The yield on many farms around the state was too low for the farmers to recover the cost of planting.
Barbara Rater, director of the USDA's Maryland agricultural statistics office, said some corn crops in the state fared so poorly that farmers didn't bother to harvest.
She said of the 540,000 acres planted in corn last year, 455,000 acres were harvested. Another 75,000 acres of corn were cut for silage and the remaining 10,000 acres were left in the field.
The struggles here contrasted sharply with experiences at farms in other parts of the country. According to the government's estimate, corn harvested for grain production was a record 13.1 billion bushels last year.
The average U.S. corn yield was estimated at 151.1 bushels per acre, the second-highest national yield on record.
The Maryland harvest of soybeans, the second-leading grain crop in the state, was also adversely affected by the lack of rain last year.

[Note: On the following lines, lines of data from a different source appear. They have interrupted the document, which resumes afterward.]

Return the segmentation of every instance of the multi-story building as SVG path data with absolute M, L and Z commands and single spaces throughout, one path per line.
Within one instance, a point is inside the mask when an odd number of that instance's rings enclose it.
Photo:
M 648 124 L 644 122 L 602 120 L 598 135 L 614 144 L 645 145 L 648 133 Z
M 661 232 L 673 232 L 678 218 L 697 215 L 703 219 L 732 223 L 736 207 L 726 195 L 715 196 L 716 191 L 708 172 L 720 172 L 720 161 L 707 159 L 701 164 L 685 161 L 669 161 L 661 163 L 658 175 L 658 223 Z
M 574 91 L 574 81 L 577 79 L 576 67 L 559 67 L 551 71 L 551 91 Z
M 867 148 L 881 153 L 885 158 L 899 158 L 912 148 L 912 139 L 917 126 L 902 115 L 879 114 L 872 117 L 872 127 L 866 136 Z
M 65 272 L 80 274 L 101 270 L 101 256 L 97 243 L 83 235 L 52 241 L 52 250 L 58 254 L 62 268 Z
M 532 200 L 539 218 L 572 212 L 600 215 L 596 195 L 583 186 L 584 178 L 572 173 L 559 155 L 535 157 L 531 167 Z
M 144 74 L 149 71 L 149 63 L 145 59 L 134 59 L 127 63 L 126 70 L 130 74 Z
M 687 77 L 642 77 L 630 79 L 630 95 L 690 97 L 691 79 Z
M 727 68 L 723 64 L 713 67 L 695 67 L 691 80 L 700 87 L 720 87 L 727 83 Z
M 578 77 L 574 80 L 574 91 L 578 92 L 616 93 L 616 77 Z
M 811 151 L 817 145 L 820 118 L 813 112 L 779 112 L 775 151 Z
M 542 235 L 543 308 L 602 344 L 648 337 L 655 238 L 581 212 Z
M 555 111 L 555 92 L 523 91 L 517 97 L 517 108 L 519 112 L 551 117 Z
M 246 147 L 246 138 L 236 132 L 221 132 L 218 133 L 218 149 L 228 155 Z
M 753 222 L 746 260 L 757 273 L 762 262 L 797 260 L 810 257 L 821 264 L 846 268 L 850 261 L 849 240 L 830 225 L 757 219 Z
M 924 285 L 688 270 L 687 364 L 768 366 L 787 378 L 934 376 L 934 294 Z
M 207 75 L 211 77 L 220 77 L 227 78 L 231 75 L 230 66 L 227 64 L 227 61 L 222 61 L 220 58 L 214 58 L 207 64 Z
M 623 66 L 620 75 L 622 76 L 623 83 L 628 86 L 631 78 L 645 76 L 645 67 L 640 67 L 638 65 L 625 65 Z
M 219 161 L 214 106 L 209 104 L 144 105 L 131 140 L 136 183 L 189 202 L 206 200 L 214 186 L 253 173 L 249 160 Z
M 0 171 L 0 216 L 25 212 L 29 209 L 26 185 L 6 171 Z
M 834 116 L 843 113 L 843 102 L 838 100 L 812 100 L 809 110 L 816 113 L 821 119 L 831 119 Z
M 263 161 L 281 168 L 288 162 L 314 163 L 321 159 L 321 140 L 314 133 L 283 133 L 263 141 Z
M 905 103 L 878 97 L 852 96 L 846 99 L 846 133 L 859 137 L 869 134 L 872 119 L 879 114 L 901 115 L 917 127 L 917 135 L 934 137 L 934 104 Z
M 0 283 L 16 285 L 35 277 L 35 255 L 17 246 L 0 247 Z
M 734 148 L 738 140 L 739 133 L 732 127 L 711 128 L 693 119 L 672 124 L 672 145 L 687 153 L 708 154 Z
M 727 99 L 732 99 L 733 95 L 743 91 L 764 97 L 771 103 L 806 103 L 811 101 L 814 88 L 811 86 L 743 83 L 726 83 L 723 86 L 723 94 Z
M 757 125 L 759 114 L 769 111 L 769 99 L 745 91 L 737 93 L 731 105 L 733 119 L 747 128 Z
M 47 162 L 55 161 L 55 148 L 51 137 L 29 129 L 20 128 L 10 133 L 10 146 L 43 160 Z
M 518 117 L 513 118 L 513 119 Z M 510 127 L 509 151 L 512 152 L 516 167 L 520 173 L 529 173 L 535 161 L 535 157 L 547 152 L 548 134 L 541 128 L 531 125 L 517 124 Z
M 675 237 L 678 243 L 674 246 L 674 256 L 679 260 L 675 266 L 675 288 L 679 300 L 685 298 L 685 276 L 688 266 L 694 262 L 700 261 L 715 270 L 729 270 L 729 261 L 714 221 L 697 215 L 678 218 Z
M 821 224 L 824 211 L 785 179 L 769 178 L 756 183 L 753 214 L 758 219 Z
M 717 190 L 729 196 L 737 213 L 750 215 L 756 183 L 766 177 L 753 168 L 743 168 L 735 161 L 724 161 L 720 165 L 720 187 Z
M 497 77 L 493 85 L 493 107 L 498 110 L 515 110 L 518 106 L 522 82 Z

Again, farmers in other parts of the country fared better than those in Maryland.
According to the USDA's final estimate, state farmers harvested an average 27 bushels of soybeans for each acre planted, down more than 20 percent from the 2006 yield of 34 bushels per acre. It was also the lowest soybean yield since the drought of 2002, when yields averaged 23 bushels per acre.
The national average was 41.2 bushels of soybeans per acre, the second-highest on record.
In September, the USDA declared every county in Maryland a disaster area because of the drought. The declaration allowed farmers to apply for low-interest loans.
Unfortunately, the federal program does little to help farmers. Because farmers must have been turned down by commercial lenders in order to qualify for a USDA loan, few of them have benefited from the plan in the past.
After the drought of 2002, the U.S. Farm Service Agency, which administers federal policy, approved five loans to Maryland farmers for a total of less than $200,000.
A state emergency loan program established last year by Gov. Martin O'Malley has proved to be more helpful to farmers who were hurt by last year's drought.
"To date, we have approved five loan applications totaling $343,000," said Stephen R. McHenry, executive director of the Maryland Agricultural and Resource-Based Industrial Development Corp.
The quasi-public economic development organization, better known as MARBIDCO, administers the loan program.
McHenry said 15 applications were received by the Dec. 15 deadline..
"We are working through the rest," he said, "and we expect to approve loans totaling $1.1 million."
Under the state program, farmers do not need to be rejected by commercial lenders before applying for a low-interest loan. McHenry said the state loans are made at 5 percent. The prime rate is about 7.25 percent.